Created attachment 1015379 [details]
Description of problem:
Given a default server, storage node, agent installation, the server should reconnect to storage node following a brief storage node offline.
0. Install JON server as usual
1. ./rhqctl stop --storage
2. wait 3 minutes
3. ./rhqctl start --storage
4. Observer server.log for "NoHostAvailableException"
See attached server and storage node logs. Storage node was shutdown at around 2015-04-16 18:03.
Version-Release number of selected component (if applicable):
- reproduced in 3.3.0 GA and 3.3.2 ER1
Created attachment 1015380 [details]
Another way to reproduce is dropping packets going to Cassandra port 9142
#iptables -A INPUT -p tcp --dport 9142 -m statistic --mode random --probability 0.50 -j
let it run for a few minutes until NoHostAvailableException appears in server.log then delete the rule
# iptables -D INPUT -p tcp --dport 9142 -m statistic --mode random --probability 0.50 -j
The server never seems to able to recover from the exception
This seems to happen to me also these days (I can't remember this happening in the past though - perhaps environmental?)
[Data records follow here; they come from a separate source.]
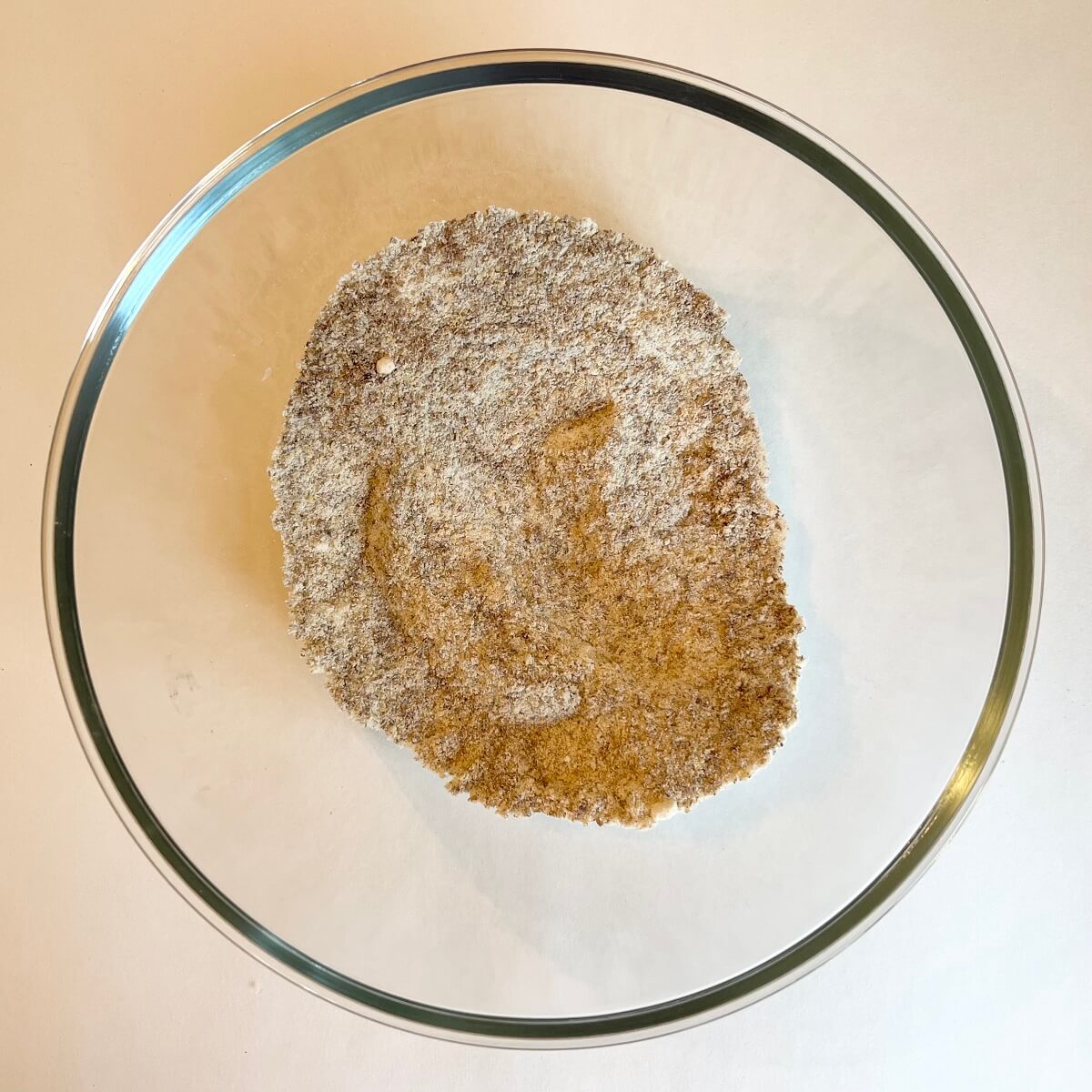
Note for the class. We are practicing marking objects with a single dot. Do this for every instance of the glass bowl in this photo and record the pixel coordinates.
(898, 452)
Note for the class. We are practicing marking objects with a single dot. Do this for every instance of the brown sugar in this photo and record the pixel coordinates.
(525, 525)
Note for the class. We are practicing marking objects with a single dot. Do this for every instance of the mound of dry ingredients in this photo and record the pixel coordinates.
(525, 528)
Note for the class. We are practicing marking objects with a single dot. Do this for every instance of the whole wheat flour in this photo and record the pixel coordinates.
(522, 498)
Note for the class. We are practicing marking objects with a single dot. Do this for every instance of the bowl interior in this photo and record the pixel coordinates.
(883, 457)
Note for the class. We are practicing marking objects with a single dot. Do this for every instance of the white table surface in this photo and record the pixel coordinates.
(978, 114)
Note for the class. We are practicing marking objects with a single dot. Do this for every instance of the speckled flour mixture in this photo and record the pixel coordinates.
(525, 528)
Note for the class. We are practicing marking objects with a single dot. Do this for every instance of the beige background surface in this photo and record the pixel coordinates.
(977, 114)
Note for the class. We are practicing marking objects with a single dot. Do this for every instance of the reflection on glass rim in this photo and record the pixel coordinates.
(642, 77)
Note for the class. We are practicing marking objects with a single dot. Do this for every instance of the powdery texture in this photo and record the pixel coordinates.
(522, 498)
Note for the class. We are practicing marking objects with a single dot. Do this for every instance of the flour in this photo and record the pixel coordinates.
(522, 498)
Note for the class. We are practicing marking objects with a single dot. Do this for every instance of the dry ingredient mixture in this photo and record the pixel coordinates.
(522, 498)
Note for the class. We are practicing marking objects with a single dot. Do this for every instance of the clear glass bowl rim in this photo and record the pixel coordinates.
(733, 106)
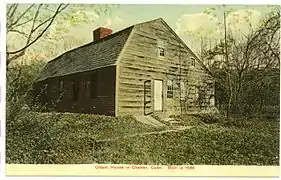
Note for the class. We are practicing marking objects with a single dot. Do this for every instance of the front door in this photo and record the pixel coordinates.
(158, 95)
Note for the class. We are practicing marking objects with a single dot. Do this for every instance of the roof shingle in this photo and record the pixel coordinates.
(88, 57)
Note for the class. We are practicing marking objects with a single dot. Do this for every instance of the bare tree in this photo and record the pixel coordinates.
(18, 19)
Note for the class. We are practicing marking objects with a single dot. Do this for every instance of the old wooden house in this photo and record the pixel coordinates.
(141, 70)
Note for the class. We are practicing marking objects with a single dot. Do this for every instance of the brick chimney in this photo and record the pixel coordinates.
(101, 33)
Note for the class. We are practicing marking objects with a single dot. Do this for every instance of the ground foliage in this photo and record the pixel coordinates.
(71, 138)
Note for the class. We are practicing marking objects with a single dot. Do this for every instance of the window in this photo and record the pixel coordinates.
(94, 85)
(192, 61)
(183, 90)
(76, 89)
(161, 52)
(45, 89)
(161, 48)
(61, 85)
(170, 89)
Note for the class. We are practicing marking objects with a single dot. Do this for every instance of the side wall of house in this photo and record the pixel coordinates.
(60, 92)
(140, 64)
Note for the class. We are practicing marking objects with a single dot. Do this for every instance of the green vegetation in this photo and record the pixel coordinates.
(234, 142)
(70, 138)
(62, 138)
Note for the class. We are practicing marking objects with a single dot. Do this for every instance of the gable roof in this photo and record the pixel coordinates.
(94, 55)
(88, 57)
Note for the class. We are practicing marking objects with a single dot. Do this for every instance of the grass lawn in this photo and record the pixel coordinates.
(68, 138)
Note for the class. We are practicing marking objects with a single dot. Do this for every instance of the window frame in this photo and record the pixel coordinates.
(161, 50)
(170, 89)
(193, 61)
(94, 84)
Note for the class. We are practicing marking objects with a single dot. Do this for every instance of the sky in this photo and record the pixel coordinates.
(181, 18)
(186, 20)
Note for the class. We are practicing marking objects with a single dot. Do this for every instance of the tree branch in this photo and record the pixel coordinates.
(41, 34)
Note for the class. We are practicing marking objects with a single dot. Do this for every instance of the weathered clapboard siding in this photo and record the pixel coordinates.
(140, 62)
(104, 103)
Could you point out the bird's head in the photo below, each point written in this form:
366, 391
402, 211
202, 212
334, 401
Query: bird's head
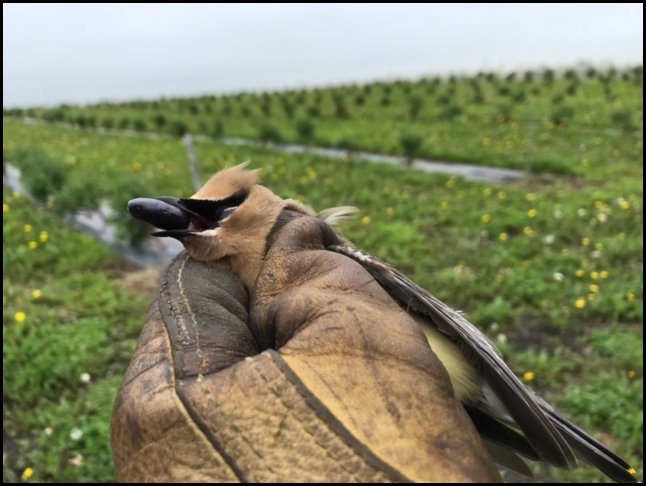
226, 222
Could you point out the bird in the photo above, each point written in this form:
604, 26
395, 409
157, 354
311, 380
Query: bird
231, 219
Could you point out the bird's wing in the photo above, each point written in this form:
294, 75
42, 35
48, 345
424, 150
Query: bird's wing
519, 401
552, 436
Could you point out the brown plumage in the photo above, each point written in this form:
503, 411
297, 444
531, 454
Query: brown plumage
299, 271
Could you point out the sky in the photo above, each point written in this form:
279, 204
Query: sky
82, 53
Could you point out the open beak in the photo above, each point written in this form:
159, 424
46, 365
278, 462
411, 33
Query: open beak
166, 213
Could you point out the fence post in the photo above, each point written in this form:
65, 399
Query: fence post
192, 159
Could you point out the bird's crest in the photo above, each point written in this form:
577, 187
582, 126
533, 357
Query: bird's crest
234, 180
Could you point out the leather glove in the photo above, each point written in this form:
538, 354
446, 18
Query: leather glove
318, 375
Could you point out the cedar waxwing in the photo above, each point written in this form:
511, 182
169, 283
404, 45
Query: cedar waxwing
232, 222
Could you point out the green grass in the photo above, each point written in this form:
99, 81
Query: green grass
550, 267
79, 320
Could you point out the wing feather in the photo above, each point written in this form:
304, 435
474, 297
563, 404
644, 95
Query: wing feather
553, 437
519, 401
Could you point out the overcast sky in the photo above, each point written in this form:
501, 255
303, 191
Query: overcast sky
89, 53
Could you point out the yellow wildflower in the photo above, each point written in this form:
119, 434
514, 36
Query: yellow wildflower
529, 232
529, 376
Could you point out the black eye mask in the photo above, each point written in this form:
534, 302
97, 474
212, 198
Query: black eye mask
176, 216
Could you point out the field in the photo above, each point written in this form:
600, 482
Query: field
550, 266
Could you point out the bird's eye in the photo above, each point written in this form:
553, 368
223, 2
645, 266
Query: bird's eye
227, 212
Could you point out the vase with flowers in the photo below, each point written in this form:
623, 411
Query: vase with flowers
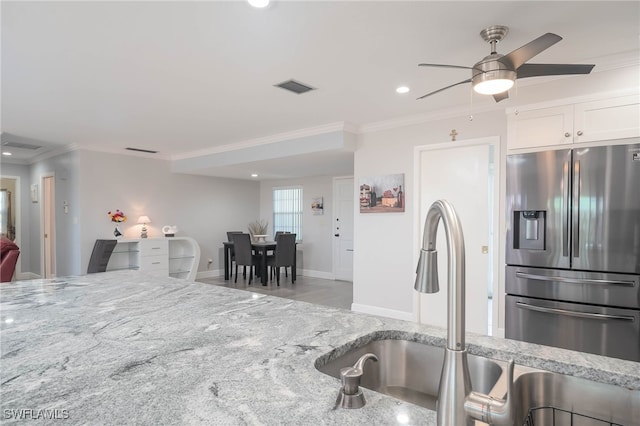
117, 217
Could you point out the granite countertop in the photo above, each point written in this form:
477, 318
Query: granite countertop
124, 347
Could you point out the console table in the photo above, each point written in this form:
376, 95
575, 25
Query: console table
177, 257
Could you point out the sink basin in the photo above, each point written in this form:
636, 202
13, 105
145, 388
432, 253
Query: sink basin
544, 398
410, 371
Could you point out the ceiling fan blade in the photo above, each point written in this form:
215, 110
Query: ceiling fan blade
521, 55
445, 66
501, 96
539, 70
444, 88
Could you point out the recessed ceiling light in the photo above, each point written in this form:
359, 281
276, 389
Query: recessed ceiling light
259, 3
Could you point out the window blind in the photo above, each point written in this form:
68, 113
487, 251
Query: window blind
287, 210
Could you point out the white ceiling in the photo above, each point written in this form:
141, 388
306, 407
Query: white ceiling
187, 78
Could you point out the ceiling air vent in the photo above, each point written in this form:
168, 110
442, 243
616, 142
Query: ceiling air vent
21, 145
148, 151
295, 87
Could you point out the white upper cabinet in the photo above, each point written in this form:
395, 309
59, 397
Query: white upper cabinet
598, 120
615, 118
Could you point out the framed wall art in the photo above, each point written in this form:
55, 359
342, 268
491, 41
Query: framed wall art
382, 194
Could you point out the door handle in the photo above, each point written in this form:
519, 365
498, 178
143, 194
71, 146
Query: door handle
573, 313
575, 231
566, 220
574, 280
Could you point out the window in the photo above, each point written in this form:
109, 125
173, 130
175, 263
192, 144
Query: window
287, 210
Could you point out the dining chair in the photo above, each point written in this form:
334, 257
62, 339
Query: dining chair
244, 254
232, 252
275, 238
284, 257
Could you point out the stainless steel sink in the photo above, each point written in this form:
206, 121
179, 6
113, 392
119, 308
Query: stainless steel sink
410, 371
544, 398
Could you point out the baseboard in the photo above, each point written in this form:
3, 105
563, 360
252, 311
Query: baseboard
383, 312
211, 273
315, 274
27, 276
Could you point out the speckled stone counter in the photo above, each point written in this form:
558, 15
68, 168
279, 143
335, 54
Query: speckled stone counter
127, 348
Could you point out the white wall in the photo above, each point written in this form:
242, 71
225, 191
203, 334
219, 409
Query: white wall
386, 244
315, 257
203, 208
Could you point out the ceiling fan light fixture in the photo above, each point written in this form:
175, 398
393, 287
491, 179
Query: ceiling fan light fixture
494, 82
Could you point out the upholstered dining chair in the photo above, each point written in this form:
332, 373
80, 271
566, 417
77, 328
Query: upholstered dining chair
284, 256
244, 254
9, 253
232, 252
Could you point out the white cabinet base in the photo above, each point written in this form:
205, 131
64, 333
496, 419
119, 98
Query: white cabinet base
177, 257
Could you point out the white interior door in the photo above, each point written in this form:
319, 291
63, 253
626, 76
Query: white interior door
48, 227
461, 174
343, 228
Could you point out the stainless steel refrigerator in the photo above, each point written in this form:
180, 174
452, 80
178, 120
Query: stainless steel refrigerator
573, 249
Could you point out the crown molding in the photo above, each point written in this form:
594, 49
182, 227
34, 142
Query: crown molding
295, 134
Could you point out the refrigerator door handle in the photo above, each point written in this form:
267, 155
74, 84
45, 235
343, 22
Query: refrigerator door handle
573, 313
573, 280
565, 210
575, 227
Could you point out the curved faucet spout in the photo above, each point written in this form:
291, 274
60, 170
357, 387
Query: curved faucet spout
427, 274
456, 404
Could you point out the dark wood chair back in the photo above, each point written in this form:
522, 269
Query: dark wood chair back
242, 248
285, 250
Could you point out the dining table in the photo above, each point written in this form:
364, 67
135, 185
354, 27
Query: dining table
261, 248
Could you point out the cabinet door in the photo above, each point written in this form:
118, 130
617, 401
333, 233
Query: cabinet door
540, 127
607, 119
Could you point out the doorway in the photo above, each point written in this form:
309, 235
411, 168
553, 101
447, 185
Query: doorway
48, 227
466, 174
343, 212
10, 214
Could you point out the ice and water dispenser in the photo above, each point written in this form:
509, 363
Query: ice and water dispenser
529, 229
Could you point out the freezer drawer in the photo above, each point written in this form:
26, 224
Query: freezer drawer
595, 329
597, 288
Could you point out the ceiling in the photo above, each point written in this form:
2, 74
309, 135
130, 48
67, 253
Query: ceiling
192, 80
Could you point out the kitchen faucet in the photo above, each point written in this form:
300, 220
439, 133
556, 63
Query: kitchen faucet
457, 404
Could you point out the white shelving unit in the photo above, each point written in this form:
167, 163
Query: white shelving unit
177, 257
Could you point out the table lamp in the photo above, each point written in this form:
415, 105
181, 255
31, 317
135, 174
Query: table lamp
144, 220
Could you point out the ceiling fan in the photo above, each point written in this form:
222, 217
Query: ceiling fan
495, 74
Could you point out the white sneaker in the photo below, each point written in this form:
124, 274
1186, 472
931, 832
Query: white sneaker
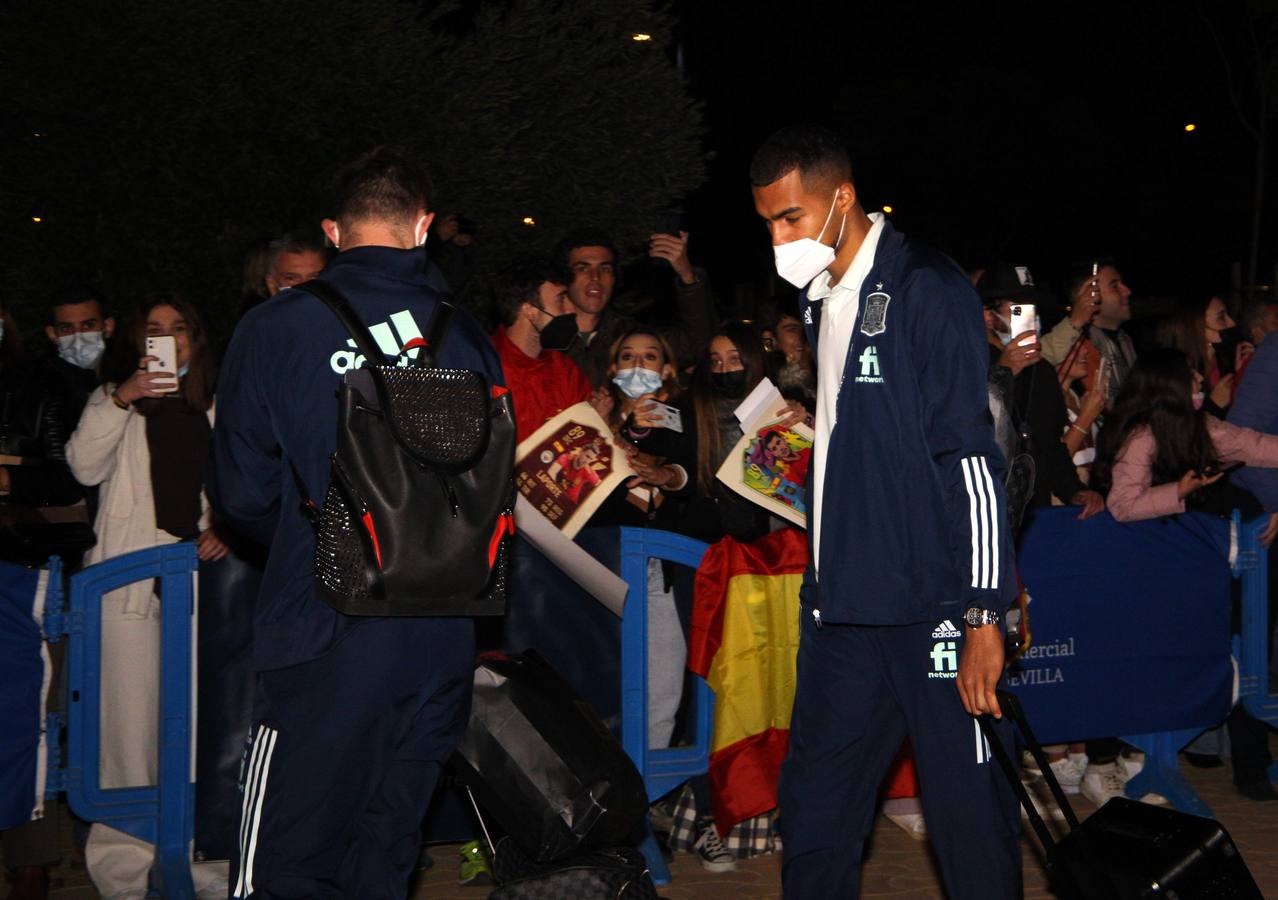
713, 852
1103, 783
1065, 770
1040, 795
910, 823
1131, 766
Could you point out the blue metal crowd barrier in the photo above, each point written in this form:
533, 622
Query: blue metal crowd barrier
663, 768
1253, 651
162, 813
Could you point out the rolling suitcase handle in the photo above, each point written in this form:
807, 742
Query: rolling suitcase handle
1011, 707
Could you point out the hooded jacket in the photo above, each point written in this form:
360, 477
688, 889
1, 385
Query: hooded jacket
914, 520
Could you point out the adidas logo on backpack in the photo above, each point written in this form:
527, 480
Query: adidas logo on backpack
418, 518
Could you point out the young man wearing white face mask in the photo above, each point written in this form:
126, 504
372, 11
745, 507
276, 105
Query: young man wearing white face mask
911, 563
78, 329
354, 716
537, 325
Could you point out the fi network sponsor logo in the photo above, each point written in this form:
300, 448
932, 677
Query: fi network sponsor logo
945, 660
946, 629
400, 324
870, 373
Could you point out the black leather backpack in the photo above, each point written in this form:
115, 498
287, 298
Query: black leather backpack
418, 519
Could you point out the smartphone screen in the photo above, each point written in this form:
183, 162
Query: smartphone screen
164, 348
1024, 318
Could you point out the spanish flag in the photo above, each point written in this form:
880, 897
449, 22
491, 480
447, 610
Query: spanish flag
744, 641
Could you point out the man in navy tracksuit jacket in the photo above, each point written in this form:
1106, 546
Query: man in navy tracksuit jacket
908, 532
353, 716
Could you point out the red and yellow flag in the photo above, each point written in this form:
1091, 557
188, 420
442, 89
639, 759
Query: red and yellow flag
744, 642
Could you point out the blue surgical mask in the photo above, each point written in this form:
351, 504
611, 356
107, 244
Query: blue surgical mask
82, 348
634, 382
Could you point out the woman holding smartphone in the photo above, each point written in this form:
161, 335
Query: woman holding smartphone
145, 439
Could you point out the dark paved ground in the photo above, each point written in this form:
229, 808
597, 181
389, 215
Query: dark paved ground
897, 867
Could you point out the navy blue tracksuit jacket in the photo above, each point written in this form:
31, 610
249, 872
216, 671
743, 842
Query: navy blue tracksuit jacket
913, 532
353, 717
276, 404
914, 503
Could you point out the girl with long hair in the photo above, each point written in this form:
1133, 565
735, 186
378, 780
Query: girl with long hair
1195, 329
143, 437
1159, 449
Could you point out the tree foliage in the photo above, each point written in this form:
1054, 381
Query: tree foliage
173, 134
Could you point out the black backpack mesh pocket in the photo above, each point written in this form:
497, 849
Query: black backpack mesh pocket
339, 556
441, 414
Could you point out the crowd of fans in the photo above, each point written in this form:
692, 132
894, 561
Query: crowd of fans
1099, 419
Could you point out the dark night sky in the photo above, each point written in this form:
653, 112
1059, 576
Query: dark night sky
993, 132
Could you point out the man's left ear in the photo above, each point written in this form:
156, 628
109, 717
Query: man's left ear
331, 232
846, 196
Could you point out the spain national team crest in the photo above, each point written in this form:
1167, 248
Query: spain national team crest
874, 322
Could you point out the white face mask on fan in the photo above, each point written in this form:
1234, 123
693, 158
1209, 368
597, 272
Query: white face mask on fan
803, 260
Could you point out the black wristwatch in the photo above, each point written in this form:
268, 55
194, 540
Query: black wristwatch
978, 618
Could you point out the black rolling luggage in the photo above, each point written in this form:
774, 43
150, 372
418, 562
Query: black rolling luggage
1127, 849
546, 767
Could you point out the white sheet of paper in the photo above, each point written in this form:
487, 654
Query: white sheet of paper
594, 578
763, 400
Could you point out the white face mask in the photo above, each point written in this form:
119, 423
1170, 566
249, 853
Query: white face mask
82, 349
803, 260
634, 382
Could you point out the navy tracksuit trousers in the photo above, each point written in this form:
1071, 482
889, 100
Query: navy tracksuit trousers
344, 756
860, 690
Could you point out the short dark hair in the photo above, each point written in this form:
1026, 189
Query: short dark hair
73, 294
293, 243
381, 184
816, 151
583, 237
520, 285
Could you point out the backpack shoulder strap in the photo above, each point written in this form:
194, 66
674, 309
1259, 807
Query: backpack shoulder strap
341, 308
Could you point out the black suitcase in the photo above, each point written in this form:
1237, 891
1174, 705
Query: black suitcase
1126, 849
546, 767
610, 873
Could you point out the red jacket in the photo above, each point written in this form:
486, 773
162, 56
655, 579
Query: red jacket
539, 387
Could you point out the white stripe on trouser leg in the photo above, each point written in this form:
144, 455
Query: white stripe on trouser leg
985, 522
251, 813
247, 803
994, 526
973, 505
257, 812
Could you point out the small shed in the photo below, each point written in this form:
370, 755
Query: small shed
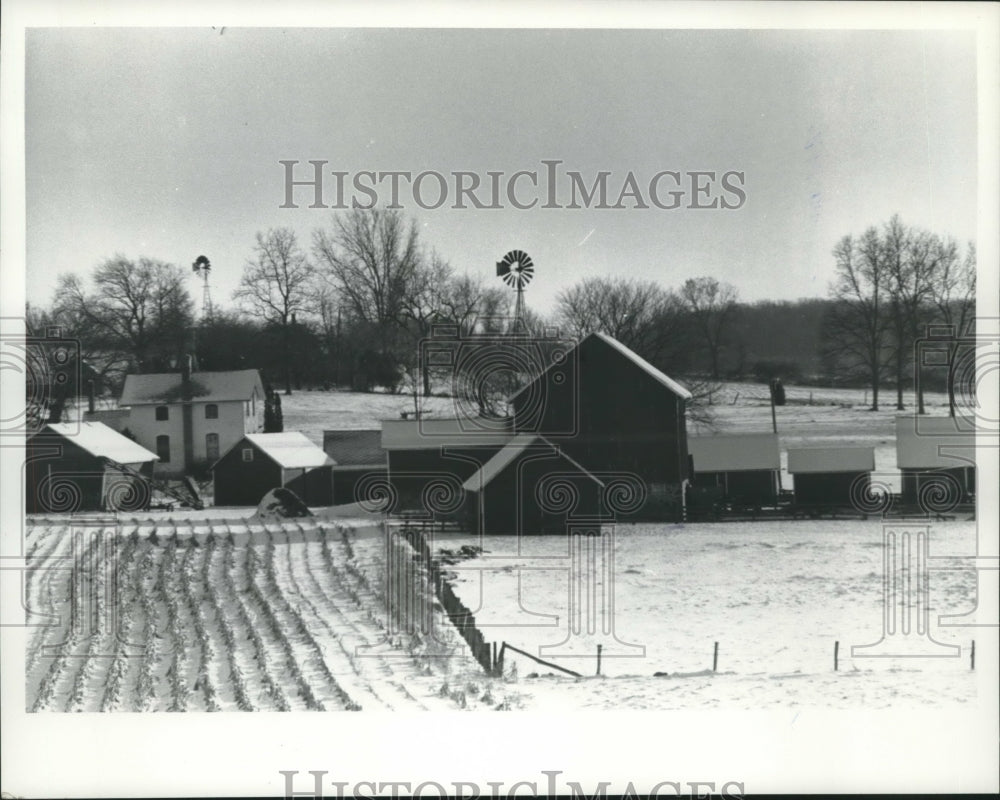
85, 466
529, 486
937, 455
831, 476
357, 455
742, 468
260, 462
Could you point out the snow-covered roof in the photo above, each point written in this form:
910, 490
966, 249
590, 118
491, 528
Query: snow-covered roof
290, 450
101, 441
926, 442
831, 459
430, 434
735, 452
165, 387
509, 453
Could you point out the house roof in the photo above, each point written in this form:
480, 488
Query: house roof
509, 453
831, 459
430, 434
289, 450
101, 441
658, 375
929, 442
735, 452
165, 387
361, 448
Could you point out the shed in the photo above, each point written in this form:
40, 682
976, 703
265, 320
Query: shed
357, 455
428, 460
260, 462
612, 411
530, 486
831, 476
744, 468
936, 455
85, 467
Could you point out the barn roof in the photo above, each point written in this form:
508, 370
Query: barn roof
430, 434
735, 452
924, 442
831, 459
290, 450
658, 375
360, 448
509, 453
101, 441
165, 387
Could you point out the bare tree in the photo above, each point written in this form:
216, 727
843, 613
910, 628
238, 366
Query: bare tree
953, 293
712, 305
855, 327
276, 286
I do not think that this is an environment issue. I believe it has more to do with the Cassandra driver as demonstrated in this test code, https://gist.github.com/jsanda/95409e8f4956730d58a8. I perform the following steps with that test to produce the problem,
1) Start Cassandra
2) Run test (which loops indefinitely)
3) Stop Cassandra
4) Driver reports exceptions
5) Start Cassandra
The Host.StateListener never gets called. I think that this is a bug or a limitation, in the version of the driver being used because I ran the same test with version 2.1.5, and the driver does reconnect and notify the listener after the Storage Node is restarted. I am not necessarily pointing this out to suggest we need to upgrade the driver. I am pointing it out to show that my understanding of the driver's behavior in this regard was wrong.
We are going to have to shut down and recreate the session, particularly with single node deployments. I will have to do some additional testing to see if it is also an issue with multi-node deployments.
It is not as simple as recreate the session when we see a NoHostAvailablException for a couple reasons. First, the driver can report a NoHostAvailableException when the Storage Node is under heavy load. There could be a burst in requests that triggers the exception. After that burst subsides, we might not have any problem connecting. Secondly, when we store raw data, writes are done asynchronously in parallel. In effect they are pipelined. This means that if we see one NoHostAvailableException, there is pretty good chance we will see several of them.
I think we need to set up a scheduled job that takes action if there has been a NoHostAvailableException within the past N minutes or seconds. If we are not in maintenance mode, there presumably everything is fine, and there nothing else to do. If we are in maintenance mode though, we should try executing a simple query. If we still get a NoHostAvailableException, then we shutdown and recreate the Session object and try again.
Unfortunately we cannot simply check the Storage Node's availability to determine whether or not it is down. When the server is in maintenance mode, we refuse all agent requests. If the storage node was down and later restarted, the agent will report it as being UP but the server will reject the availability report which means we cannot rely on the last reported availability.
Is there any chance to get this in JON 3.3.3?
Merge: 91de3c4 bb867e3
Author: jsanda <firstname.lastname@example.org>
Date: Wed Jun 24 07:44:55 2015 -0400
Merge pull request #178 from burmanm/reconnect
[BZ 1212627] Recreate storage node sessions if connections are down
Author: Michael Burman <email@example.com>
Date: Wed Jun 24 13:31:21 2015 +0300
Set name for the AliveChecker for easier debugging and catch all the exceptions in the aliveChecker thread
Author: Michael Burman <firstname.lastname@example.org>
Date: Tue Jun 23 16:37:53 2015 +0300
[BZ 1212627] Check storage node connection aliveness every 4s and recreate session if check failed twice in a row.
Available for test with 3.3.3 ER01 build:
*Note: jon-server-patch-3.3.0.GA.zip maps to ER01 build of
Since the problem described in this bug report should be
resolved in a recent advisory, it has been closed with a
resolution of ERRATA.
For information on the advisory, and where to find the updated
files, follow the link below.
If the solution does not work for you, open a new bug report.
*** Bug 1339586 has been marked as a duplicate of this bug. ***